GAO found that the health status of participants did not account for the reduced spending observed in the studies. Healthier patients naturally need less health care and therefore spend less on health care. A type of plan that has mostly healthy enrollees will always have lower spending levels and therefore appear to be better at controlling costs, the study said.
GAO discovered that when researchers held health status constant, spending was still lower in consumer-driven plans than in traditional ones – meaning that health status did not account for the savings observed in consumer-driven plans.
“[T]he majority of the studies we reviewed that examined total or medical spending and controlled for differences in health status or other characteristics of enrollees reported lower spending among enrollees in HRAs and other CDHPs relative to traditional plans,” the report states.
GAO’s study showed that HRA enrollees were better able to hold their health care spending well below that of traditional insurance enrollees, spending only an average of $1,300 per year on health care compared to the average of $3,200 per year for enrollees in the PPO.

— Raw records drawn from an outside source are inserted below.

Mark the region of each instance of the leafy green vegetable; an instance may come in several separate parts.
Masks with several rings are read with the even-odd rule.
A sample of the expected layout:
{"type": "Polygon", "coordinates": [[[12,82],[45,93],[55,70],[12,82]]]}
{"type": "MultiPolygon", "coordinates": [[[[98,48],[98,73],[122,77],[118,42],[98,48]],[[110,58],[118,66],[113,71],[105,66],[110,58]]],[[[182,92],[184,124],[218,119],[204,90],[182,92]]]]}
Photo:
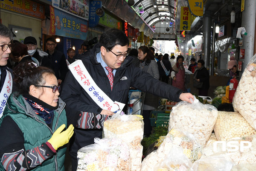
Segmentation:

GAO also found that employees enrolled in both consumer driven and traditional health plans that were offered by private-sector employers spent less on health care than did employees in government-offered plans, which are often extremely generous.
“For the HRA group, similar to the public employer, average annual spending at the private employer increased by a smaller amount than for the PPO group,” GAO found.
“Specifically, average annual spending for the private employer’s HRA group increased by $152 per enrollee compared with $206 for the PPO group.”
Privately-employed enrollees had much lower levels of health care spending than did government employees, in both types of plans. Employees in consumer-driven plans spent an average of only $775 per year while those in the PPO spent an average of $1,400 per year on health care.